The Australian Catholic University is home to two impressive sets of work on the topic, one by Joshua Roose (Political Islam and Masculinity: Muslim Men in Australia 2016) and one by Lazar Stankov on the psychology of extremist mindsets. The latter is exactly what Turnbull seems to be calling for. Jan Ali at the University of Western Sydney has also undertaken valuable community-based surveys.
With support from the federal government, ANU scholar Dr Clarke Jones and Deakin University’s Professor Greg Barton set up the Australian Intervention Support Hub to promote evidence-based research on counter-radicalisation in August 2015.
ANU’s National Security College (NSC), a joint initiative of the university and the federal government, has also stepped up its work in the recent past. In 2014, former government official and law graduate Teneille Elliott started a landmark PhD investigation at the NSC into Australian counterterrorism policy responses. She’s currently studying how we can evaluate the effectiveness and appropriateness of the Australian government’s approach to countering violent extremism and combatting potential terrorism at home. By my estimation, this is the first university-based multi-year evaluation of policy responses in many years.
Yet pockets of excellence such as this don’t address all of the important national research needs as identified by the scholars themselves, or even those specifically identified by the Prime Minister in July.
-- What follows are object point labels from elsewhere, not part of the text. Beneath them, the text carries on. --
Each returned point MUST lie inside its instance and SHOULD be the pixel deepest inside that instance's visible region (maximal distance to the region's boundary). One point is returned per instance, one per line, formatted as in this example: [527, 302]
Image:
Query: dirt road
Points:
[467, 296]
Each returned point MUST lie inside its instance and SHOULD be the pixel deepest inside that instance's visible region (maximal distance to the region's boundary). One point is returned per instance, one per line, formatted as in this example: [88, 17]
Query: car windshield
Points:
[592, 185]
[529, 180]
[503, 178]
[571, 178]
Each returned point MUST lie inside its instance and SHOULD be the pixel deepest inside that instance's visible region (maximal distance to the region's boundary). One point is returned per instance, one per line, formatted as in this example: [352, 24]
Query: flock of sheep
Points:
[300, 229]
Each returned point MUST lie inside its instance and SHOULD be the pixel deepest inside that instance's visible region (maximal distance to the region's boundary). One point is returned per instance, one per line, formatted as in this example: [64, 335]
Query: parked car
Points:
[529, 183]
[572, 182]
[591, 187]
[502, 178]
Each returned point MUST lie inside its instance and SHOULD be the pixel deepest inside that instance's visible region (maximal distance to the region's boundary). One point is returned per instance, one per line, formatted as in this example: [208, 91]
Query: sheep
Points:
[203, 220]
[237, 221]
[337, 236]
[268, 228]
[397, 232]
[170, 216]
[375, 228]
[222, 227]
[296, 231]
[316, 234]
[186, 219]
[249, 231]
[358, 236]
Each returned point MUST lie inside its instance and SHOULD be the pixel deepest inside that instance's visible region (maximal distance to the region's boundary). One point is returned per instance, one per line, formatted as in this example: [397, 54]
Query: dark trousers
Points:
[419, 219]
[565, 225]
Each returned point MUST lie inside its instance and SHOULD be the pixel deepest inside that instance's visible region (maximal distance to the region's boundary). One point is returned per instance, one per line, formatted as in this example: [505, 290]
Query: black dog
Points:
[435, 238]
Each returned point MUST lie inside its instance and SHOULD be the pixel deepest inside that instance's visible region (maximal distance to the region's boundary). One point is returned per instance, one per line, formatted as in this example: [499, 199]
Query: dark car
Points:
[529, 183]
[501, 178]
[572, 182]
There hasn’t been any sustained surge in related university research on domestic violent extremism since 9/11. Many academics in the field see the amount of funding provided to this research as woefully inadequate and intermittent.
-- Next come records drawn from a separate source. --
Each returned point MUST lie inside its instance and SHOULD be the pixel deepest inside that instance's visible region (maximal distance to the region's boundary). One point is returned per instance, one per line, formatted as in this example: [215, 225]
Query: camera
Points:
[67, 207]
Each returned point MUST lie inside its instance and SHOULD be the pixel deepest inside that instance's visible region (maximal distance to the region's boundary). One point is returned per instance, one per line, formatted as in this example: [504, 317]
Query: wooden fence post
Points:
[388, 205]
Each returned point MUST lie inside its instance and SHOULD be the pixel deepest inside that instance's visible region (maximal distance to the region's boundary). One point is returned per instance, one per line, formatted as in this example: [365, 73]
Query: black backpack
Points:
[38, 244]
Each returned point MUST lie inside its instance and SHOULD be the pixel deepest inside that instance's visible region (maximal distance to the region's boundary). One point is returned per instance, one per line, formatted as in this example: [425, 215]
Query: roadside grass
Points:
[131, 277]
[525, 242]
Since 2010, the Australian Research Council (ARC) appears to have funded only one grant focused directly on political science aspects of countering violent extremism, terrorism and radicalisation. As the ARC documentation for a 2016 grant linked to education and radicalisation notes: ‘there is no coherent, evidence-based understanding of young Australians’ perspectives on religions and nonreligious worldviews’ when it comes to terrorism.
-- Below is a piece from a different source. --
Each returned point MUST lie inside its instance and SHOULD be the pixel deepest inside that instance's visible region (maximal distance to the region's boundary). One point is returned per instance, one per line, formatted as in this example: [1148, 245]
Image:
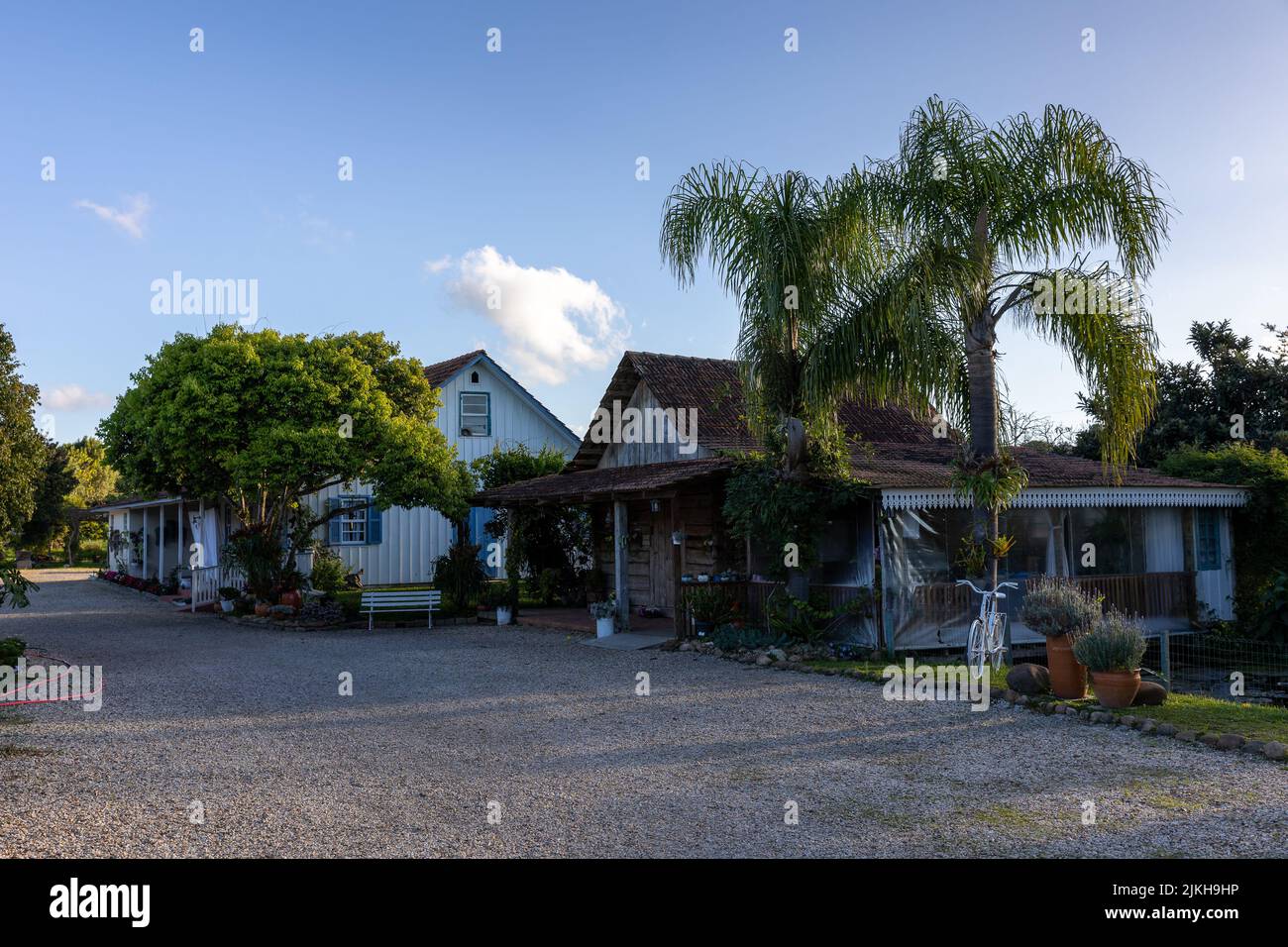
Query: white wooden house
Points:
[482, 407]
The ARC has funded work looking at the citizenship aspects of those issues, for which there’s an urgent need. Ben Saul at Sydney and George Williams at UNSW are leading lights on the defence of ethical approaches to countering terrorism. But Australia doesn’t produce enough research on the causes of terrorism in Australia or the evaluation of political responses to it.
The main explanation of the research deficit in Australia is the way in which we fund social research on interdisciplinary subjects such as countering violent extremism, or other contemporary challenges, such as cyber security and even innovation systems. The ARC isn’t structured to support a knowledge economy in these unconventional fields, a fact acknowledged privately by several government ministers.
A stronger agenda for sustained and consistent research on counterterrorism with impact on the security of Australians should include work in three areas. We need sustained and consistent longitudinal social science and psychological research on perpetrators and possible source groups inside Australia. We desperately need work on the effectiveness of Australia’s law and justice responses, especially at the state and community levels. Importantly, we need research and reflection on ethics: how to find a better balance between protection of human rights (citizenship and freedom of conscience) and promoting a robust counterterrorism strategy.
Our governments, our universities and our communities need to put more faith in the capacity of research to shape a better response to violence in the name of religion.